Cecily – Não me lembro. Está bravo comigo?
- Nunca, Cecily. Como poderia? Onde estava ao ter problemas de visão pela primeira vez?
- Itália. Nápoles. Naquele lugar.
- Que lugar?
- Hospital. Levaram-me para lá.
- Para quê?
- Para identificar... seu corpo.
- A que horas seu pai morreu?
- Á 1h da manhã.
- Onde você estava?
- No hotel sozinha. Acordaram-me batendo na porta. Mais alto! Mais alto! Mais alto! Achei que quebrariam a porta.
- Quem, Cecily?
- Os médicos. Vieram me contar sobre meu pai.
Freud – Breuer, médicos deixaram o hospital para dar a notícia?

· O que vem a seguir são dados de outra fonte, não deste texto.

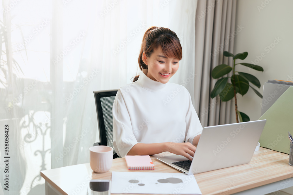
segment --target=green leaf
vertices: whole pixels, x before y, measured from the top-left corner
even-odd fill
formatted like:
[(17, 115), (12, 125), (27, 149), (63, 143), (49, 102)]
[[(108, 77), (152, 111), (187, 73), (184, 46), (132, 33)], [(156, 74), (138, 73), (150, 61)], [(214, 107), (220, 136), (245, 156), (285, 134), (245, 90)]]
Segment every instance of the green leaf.
[(228, 78), (229, 77), (225, 77), (217, 81), (216, 84), (215, 84), (214, 89), (211, 92), (211, 98), (215, 97), (218, 95), (220, 92), (223, 91), (226, 85), (226, 84), (228, 82)]
[(229, 57), (232, 56), (233, 58), (234, 57), (234, 55), (230, 52), (228, 52), (227, 51), (224, 51), (224, 53), (223, 54), (224, 55), (224, 56), (226, 56), (226, 57)]
[(248, 64), (247, 63), (241, 63), (240, 64), (242, 64), (244, 66), (249, 67), (253, 69), (254, 69), (258, 71), (262, 71), (263, 72), (263, 67), (257, 65), (252, 64)]
[(242, 117), (241, 117), (241, 115), (240, 114), (240, 112), (239, 112), (238, 110), (237, 110), (237, 114), (238, 114), (238, 117), (239, 118), (239, 120), (240, 121), (240, 122), (243, 122), (243, 121), (242, 120)]
[(260, 87), (260, 83), (258, 78), (250, 74), (238, 72), (238, 74), (242, 77), (253, 84), (259, 89)]
[(217, 66), (212, 71), (212, 76), (217, 79), (227, 74), (232, 70), (232, 67), (226, 64), (220, 64)]
[[(232, 76), (231, 77), (231, 82), (232, 84), (234, 83), (233, 77)], [(235, 75), (235, 86), (239, 89), (238, 92), (242, 95), (247, 93), (249, 88), (248, 81), (239, 75)]]
[(262, 99), (263, 99), (263, 95), (262, 95), (256, 89), (255, 89), (252, 87), (250, 85), (249, 85), (249, 87), (251, 87), (251, 88), (254, 91), (254, 92), (255, 92), (256, 94), (256, 95), (260, 97)]
[[(236, 93), (239, 91), (237, 87), (236, 87)], [(220, 99), (223, 101), (229, 101), (234, 96), (234, 89), (233, 85), (231, 83), (226, 84), (224, 89), (221, 92), (219, 95)]]
[(237, 54), (234, 57), (233, 57), (233, 59), (239, 59), (240, 60), (244, 60), (246, 58), (246, 57), (247, 57), (248, 55), (248, 53), (246, 51), (242, 53)]
[(237, 112), (238, 113), (238, 116), (239, 117), (239, 119), (240, 119), (240, 117), (241, 117), (240, 121), (241, 122), (247, 122), (250, 121), (250, 119), (249, 118), (249, 117), (246, 114), (243, 113), (243, 112), (239, 112), (238, 110), (237, 111)]

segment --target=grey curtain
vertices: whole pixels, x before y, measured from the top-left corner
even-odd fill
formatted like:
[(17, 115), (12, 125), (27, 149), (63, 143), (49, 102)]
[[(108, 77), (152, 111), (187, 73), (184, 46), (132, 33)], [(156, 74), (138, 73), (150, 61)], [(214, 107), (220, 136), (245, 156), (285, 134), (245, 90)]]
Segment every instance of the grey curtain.
[(223, 53), (233, 52), (234, 38), (238, 33), (235, 30), (236, 2), (236, 0), (197, 1), (194, 106), (203, 127), (230, 123), (233, 100), (223, 102), (218, 96), (210, 98), (210, 93), (217, 81), (210, 75), (217, 65), (232, 63), (231, 58), (228, 61), (227, 57), (223, 57)]

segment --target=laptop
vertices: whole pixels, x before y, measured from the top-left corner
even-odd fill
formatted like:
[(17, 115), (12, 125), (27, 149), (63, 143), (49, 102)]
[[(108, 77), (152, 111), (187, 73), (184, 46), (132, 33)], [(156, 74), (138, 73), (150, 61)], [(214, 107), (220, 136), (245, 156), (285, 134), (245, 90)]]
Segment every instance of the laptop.
[(248, 163), (266, 121), (205, 127), (192, 161), (179, 155), (157, 159), (188, 175)]

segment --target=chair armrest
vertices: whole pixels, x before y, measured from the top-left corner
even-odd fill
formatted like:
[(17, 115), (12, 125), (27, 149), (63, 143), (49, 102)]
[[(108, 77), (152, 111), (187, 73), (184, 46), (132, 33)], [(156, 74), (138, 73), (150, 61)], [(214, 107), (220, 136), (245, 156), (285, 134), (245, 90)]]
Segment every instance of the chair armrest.
[(100, 146), (101, 143), (99, 142), (96, 142), (95, 143), (93, 143), (93, 146)]

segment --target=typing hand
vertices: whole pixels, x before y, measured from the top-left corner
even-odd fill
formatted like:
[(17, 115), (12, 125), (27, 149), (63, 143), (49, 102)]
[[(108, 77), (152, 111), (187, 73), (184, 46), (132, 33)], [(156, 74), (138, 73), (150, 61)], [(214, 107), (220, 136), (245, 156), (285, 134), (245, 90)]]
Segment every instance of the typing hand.
[(194, 156), (194, 153), (196, 149), (196, 147), (189, 142), (176, 143), (170, 142), (167, 143), (167, 151), (175, 154), (183, 156), (190, 161), (192, 160), (191, 156), (193, 157)]

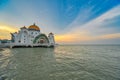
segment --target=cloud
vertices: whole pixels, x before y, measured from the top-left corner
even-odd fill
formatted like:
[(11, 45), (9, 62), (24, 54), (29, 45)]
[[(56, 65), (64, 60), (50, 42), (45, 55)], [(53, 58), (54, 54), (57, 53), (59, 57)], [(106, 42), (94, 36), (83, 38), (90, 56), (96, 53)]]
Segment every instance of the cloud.
[(117, 6), (82, 26), (70, 27), (67, 29), (68, 31), (66, 30), (67, 33), (57, 35), (56, 40), (58, 42), (81, 43), (105, 39), (110, 41), (111, 39), (120, 38), (120, 32), (116, 32), (114, 25), (105, 27), (105, 24), (109, 24), (106, 20), (112, 20), (120, 15), (119, 9), (120, 6)]
[(18, 28), (10, 25), (0, 24), (0, 39), (10, 39), (10, 33), (16, 32)]

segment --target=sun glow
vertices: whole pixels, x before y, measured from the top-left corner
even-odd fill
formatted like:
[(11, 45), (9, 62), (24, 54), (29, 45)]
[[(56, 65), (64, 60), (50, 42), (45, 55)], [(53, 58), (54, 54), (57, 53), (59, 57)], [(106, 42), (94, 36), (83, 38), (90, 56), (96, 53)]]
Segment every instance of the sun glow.
[(0, 39), (10, 39), (10, 33), (18, 31), (18, 28), (0, 24)]

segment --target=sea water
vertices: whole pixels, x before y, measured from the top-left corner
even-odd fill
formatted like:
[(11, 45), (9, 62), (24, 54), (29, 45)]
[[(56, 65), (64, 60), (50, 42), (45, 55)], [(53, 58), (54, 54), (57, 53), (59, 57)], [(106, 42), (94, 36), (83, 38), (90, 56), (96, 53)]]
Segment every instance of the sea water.
[(120, 80), (120, 46), (4, 48), (0, 80)]

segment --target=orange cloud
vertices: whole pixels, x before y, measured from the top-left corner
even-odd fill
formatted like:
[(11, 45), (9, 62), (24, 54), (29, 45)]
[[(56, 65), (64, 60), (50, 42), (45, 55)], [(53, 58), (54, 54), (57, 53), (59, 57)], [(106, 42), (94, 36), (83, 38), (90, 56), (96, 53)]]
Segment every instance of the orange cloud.
[(10, 33), (16, 32), (18, 28), (0, 24), (0, 39), (10, 39)]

Breuer – Continue, minha jovem, continue.
- Disseram que me levariam para o hospital... (imagem de Cecily chegando no hospital)... Levaram-me até seu
quarto. Eles tocavam música par aos pacientes. Eu não podia suportar! Havia outros médicos ali. Um deles disse
que meu pai estava morto. Havia enfermeiras olhando para mim. Elas pareciam estranhas. Os outros médicos
também me olhavam. “Olhe para ele”, diziam. “É seu pai?” Eu não conseguia olhar. Eu não conseguia!
- Cecily, vou acordá-la. Vai se lembrar de tudo o que me disse. Quando acordar, seus belos olhos verão claramente.
Acorde, Cecily. Acorde. Agora. Você se lembra do que aconteceu no hospital, não é? Agora pode ver, não pode? ..
Calma, calma, Cecily. Tudo leva tempo. Vamos tentar de novo outro dia. Vamos adormecê-la para que se acalme.
Durma, Cecily. Está dormindo profundamente agora. Em paz.
Freud – Breuer, eu queria fazer algumas perguntas.
- Essas sessões são muito cansativas.
- Mas ela está muito próxima da memória.
- Tudo bem. Cecily, agora vai ouvir o Dr. Freud. Ele vai fazer perguntas. Estou pedindo que responda ao Dr. Freud.
Freud – Cecily, vai voltar no tempo. Voltar no tempo. Está em Nápoles em seu quarto no hotel. É noite. Alguém
bate na porta. O que você faz?
- Levanto e acendo a luz. Abro a porta.
- Sem saber quem está lá fora?
- Mas sei que são os médicos.
- Como? Você tem certeza? Estão dizendo alguma coisa?
- Sim!
- O quê? O que estão dizendo?
- Polícia! Abra a porta!
- O que aconteceu?
Breuer – Com calma, Freud.
- O que aconteceu?
- Levaram-me para o hospital.
- Fale das enfermeiras. Disse que eram estranhas.
- Suas roupas...
- Na Itália as freiras cuidam dos pacientes.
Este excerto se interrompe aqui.